Following the advent of distributed generation, the electric grid underwent an essential change in power flows. The grid had been designed and developed based on the fact that energy had a unidirectional power flow. Electricity had to be produced in massive power plants from which, through the high voltage (HV) network, the energy had to be transmitted into the consumption areas, where it would reach the end-user, through the medium voltage (MV) network and the low voltage (LV) network.

Currently, the paradigm is modified. We have generation plants, mainly from renewable sources (solar and wind), distributed in the MV/LV network. When the energy produced by these plants is higher than the energy consumed by the end-users present in the local electricity network, the power flow becomes reversed. It goes to the primary substations (HV/MV transformation stations).

The phenomenon of reverse power flow causes instability and safety problems in the electricity grid, like voltage rise, frequency imbalance and tripping equipment, issues that the DSO have to solve to guarantee the continuity of the energy service. To understand the complexity of this phenomenon, we must consider that it is generated mainly by seasonal and non-programmable generation plants, which are strongly influenced by atmospheric conditions, making it very difficult to predict its progression. For this reason, at the dawn of distributed generation, the most widely practised solution was curtailment, i.e. disconnecting generation plants from renewable sources when instability occurred in the electricity grid.

Today, thanks to the process of digitizing the electricity grid, the reaction strategy is changing. The network is equipped with devices that allow remote monitoring and management in real-time. The owners and managers of the grid collect immense amounts of data that are processed by forecasting algorithms, which provide useful information to avoid the emerging of reverse power flow.
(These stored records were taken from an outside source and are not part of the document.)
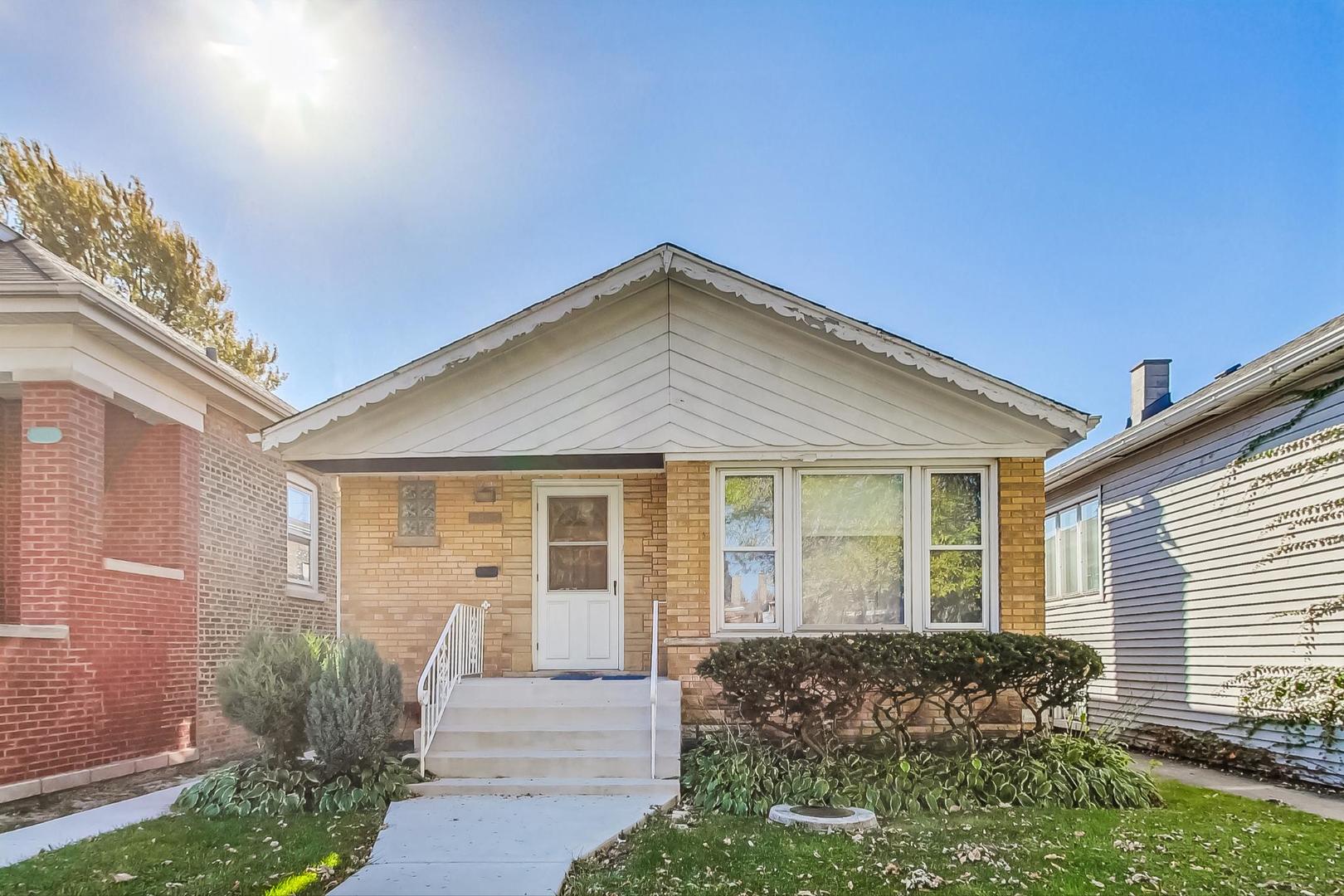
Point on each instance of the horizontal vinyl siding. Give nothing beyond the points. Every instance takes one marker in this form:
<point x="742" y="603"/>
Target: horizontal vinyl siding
<point x="1191" y="596"/>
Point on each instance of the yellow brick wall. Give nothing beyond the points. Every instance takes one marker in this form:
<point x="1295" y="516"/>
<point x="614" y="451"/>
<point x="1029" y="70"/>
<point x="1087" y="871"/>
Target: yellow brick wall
<point x="1022" y="546"/>
<point x="401" y="597"/>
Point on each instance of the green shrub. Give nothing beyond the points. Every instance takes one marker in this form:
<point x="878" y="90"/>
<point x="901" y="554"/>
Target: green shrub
<point x="265" y="689"/>
<point x="355" y="707"/>
<point x="802" y="691"/>
<point x="261" y="789"/>
<point x="746" y="777"/>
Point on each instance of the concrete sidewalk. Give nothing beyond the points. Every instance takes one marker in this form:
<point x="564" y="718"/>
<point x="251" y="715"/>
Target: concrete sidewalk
<point x="1322" y="805"/>
<point x="489" y="845"/>
<point x="27" y="843"/>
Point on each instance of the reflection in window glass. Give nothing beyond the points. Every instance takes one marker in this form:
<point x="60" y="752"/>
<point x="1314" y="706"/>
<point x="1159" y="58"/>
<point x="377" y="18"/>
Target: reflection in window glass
<point x="749" y="550"/>
<point x="749" y="511"/>
<point x="1089" y="535"/>
<point x="577" y="551"/>
<point x="749" y="587"/>
<point x="956" y="590"/>
<point x="955" y="500"/>
<point x="852" y="550"/>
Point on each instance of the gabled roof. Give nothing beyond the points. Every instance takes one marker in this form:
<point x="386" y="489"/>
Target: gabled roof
<point x="39" y="286"/>
<point x="665" y="261"/>
<point x="1309" y="355"/>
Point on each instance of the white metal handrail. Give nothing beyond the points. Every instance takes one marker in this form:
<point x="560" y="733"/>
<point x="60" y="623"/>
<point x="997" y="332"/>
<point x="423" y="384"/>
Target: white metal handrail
<point x="460" y="652"/>
<point x="654" y="698"/>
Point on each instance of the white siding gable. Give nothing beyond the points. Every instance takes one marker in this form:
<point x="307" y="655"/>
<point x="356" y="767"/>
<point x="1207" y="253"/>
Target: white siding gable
<point x="675" y="370"/>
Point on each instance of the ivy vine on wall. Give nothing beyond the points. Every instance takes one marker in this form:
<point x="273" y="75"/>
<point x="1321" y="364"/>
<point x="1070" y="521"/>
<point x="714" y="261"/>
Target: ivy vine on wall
<point x="1307" y="700"/>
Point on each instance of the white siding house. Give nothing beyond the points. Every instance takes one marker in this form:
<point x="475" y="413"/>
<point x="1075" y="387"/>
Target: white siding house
<point x="1181" y="555"/>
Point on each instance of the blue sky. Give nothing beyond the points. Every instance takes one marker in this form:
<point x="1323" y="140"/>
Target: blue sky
<point x="1047" y="191"/>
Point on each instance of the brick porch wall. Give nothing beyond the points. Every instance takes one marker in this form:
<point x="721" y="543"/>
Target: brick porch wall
<point x="401" y="597"/>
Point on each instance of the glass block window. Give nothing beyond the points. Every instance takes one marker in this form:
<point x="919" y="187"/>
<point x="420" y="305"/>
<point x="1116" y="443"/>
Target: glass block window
<point x="416" y="508"/>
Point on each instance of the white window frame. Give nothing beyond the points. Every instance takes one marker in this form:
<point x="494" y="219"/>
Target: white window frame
<point x="789" y="535"/>
<point x="796" y="561"/>
<point x="986" y="527"/>
<point x="718" y="550"/>
<point x="303" y="587"/>
<point x="1075" y="503"/>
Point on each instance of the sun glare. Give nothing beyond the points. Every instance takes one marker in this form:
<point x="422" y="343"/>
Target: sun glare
<point x="280" y="51"/>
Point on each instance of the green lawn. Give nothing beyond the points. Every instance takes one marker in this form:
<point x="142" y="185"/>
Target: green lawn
<point x="190" y="855"/>
<point x="1199" y="843"/>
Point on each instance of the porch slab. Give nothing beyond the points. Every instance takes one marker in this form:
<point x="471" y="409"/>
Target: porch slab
<point x="489" y="845"/>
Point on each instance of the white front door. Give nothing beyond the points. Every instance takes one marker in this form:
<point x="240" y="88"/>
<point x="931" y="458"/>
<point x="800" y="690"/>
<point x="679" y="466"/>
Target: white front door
<point x="577" y="527"/>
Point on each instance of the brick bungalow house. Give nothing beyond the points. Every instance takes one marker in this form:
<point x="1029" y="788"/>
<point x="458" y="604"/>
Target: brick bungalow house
<point x="668" y="433"/>
<point x="143" y="531"/>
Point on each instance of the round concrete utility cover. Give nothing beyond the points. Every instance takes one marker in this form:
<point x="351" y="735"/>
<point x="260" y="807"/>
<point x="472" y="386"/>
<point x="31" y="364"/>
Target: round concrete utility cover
<point x="824" y="817"/>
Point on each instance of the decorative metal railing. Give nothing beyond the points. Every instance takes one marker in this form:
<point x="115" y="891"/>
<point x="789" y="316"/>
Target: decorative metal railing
<point x="654" y="698"/>
<point x="459" y="653"/>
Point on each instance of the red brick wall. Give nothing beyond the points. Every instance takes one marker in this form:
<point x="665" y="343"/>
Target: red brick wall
<point x="123" y="685"/>
<point x="10" y="414"/>
<point x="242" y="563"/>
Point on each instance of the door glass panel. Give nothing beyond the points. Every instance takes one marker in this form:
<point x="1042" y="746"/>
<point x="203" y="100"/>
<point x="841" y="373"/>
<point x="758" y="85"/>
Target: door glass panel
<point x="577" y="550"/>
<point x="577" y="519"/>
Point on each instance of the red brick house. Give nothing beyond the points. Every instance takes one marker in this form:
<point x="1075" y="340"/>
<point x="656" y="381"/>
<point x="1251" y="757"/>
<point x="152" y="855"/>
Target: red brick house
<point x="143" y="533"/>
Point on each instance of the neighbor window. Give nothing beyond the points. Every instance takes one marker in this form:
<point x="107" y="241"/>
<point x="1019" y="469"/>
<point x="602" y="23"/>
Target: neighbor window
<point x="1073" y="550"/>
<point x="416" y="508"/>
<point x="301" y="531"/>
<point x="845" y="548"/>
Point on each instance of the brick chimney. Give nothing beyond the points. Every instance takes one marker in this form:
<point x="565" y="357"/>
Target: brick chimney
<point x="1149" y="388"/>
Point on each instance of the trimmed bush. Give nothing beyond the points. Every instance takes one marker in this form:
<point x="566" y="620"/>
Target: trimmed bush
<point x="355" y="707"/>
<point x="806" y="691"/>
<point x="265" y="689"/>
<point x="261" y="789"/>
<point x="746" y="777"/>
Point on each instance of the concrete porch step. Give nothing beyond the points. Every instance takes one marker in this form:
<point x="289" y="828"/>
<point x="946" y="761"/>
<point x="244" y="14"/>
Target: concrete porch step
<point x="585" y="737"/>
<point x="548" y="763"/>
<point x="657" y="791"/>
<point x="548" y="692"/>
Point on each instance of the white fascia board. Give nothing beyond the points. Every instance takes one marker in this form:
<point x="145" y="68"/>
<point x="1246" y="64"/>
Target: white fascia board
<point x="665" y="260"/>
<point x="1249" y="382"/>
<point x="62" y="353"/>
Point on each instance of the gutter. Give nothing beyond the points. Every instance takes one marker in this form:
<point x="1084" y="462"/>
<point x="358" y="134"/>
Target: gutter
<point x="1192" y="409"/>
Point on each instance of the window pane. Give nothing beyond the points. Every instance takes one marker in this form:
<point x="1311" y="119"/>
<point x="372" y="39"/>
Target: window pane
<point x="577" y="519"/>
<point x="416" y="508"/>
<point x="577" y="567"/>
<point x="300" y="507"/>
<point x="1051" y="558"/>
<point x="749" y="587"/>
<point x="854" y="550"/>
<point x="956" y="586"/>
<point x="1089" y="535"/>
<point x="747" y="511"/>
<point x="956" y="508"/>
<point x="300" y="567"/>
<point x="1069" y="551"/>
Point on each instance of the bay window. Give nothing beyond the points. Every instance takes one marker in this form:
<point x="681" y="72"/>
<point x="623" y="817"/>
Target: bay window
<point x="1073" y="550"/>
<point x="845" y="548"/>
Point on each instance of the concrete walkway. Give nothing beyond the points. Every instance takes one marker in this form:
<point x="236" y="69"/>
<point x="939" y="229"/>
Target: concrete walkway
<point x="27" y="843"/>
<point x="1322" y="805"/>
<point x="489" y="845"/>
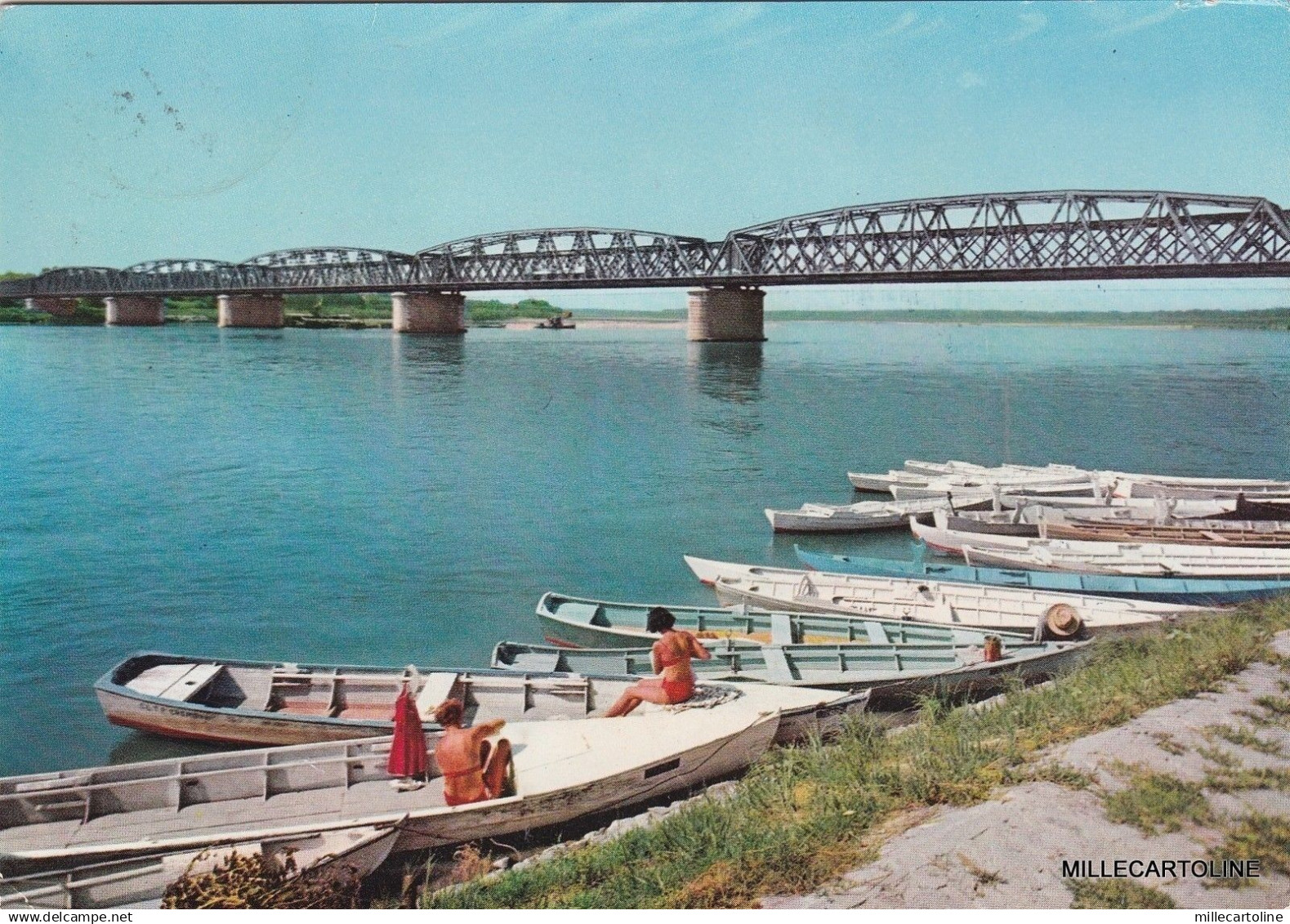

An application of this information can be found in Demand Response, a mechanism used for the time-shifting of end-users’ consumption according to the needs of the network. In the first DR, campaigns were considered the loads shifting of the device about 3 kW such as the washing machine or the electric oven since the electric mobility arrived the potential flexibility to be provided has radically changed. An electric vehicle on average can be represented as a 30 kW energy load. Thus allowing EV owners to participate in flexibility market to obtain a full charge from energy generated from renewable sources at advantageous prices by helping the DSO to manage energy flows in the grid, avoiding reverse power flows and smart integrating renewable energies.

This mechanism will be improved and tested during eDREAM project, thanks to different components designed and developed as electricity consumption/production forecasting, baseline flexibility estimation, closed-loop DR verification engine, DR verification and financial settlement, blockchain-driven control for LV networks, in-depth learning forecasting and DR strategies optimization.